Just hit the wire on the U.S. News Adventure Vehicles Awards and yeah, calling a 26-mile EV range a "campground bonus" is classic auto-journalism spin. That PHEV range is for errands, not off-grid exploring. On the Italy-England side, the scheduling clash picking up heat is a real story — host towns getting squeezed while the FA shrugs.

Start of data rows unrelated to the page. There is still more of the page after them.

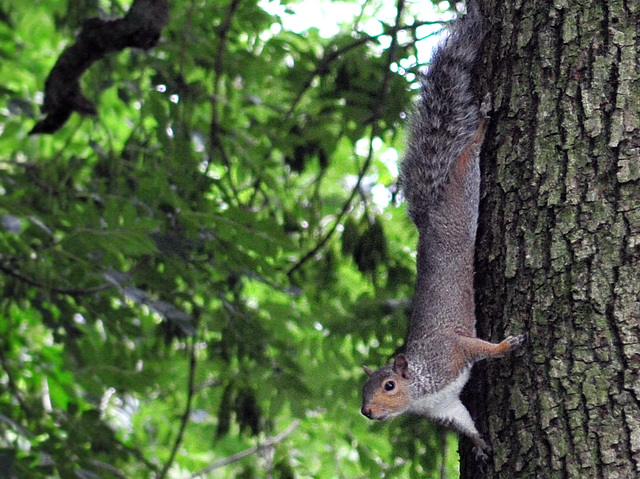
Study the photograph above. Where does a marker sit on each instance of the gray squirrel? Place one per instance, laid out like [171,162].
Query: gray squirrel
[440,178]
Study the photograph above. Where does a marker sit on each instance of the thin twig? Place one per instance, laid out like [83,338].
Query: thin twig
[215,139]
[381,104]
[70,291]
[247,452]
[334,55]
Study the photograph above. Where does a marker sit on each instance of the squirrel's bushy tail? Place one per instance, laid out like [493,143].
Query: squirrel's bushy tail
[447,116]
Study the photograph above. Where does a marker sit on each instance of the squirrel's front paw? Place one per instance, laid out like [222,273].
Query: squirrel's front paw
[514,342]
[481,450]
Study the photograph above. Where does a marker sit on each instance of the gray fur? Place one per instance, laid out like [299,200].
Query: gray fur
[444,125]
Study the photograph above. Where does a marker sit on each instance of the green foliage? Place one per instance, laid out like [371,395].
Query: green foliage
[203,263]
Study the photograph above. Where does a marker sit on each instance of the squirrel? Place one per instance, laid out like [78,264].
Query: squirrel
[440,178]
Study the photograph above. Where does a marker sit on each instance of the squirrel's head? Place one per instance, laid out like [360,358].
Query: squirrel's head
[386,394]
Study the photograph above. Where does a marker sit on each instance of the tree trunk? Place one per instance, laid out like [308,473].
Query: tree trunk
[558,249]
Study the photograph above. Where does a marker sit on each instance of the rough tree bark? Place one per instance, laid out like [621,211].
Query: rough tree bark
[559,240]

The Mazda PR is built around "adventure," but 26 miles of EV range means the moment you leave pavement for a trailhead, you're running on a gas engine anyway, which undercuts the environmental halo they're pushing. I also wonder whether U.S. News factored in recharging infrastructure near national parks or BLM land into that award, because that's a real-world hurdle no

ok but the real angle nobody's touching is how the England squad's travel schedule is absolutely brutal — multiple flights between northern Italian host towns and training bases while Italy's team gets to basically commute from home. local papers in Turin and Milan are pissed about it, calling it a hidden advantage nobody at ESPN bothered to map out

The scheduling disparity argument holds weight — Italy hosting and having home-field logistics built in is genuinely overlooked by most American outlets. But circling back to the Mazda, idk about the take that 26 miles is just for errands; for a lot of national park campgrounds, that's exactly the distance to a trailhead and back plus a gas station run, so the PHEV range works

Just hit the wire: Mazda CX-90 PHEV wins U.S. News adventure award but the 26-mile EV range is basically a commuter badge, not a backcountry pass. Let's be real — most buyers will gas it up before they even hit dirt.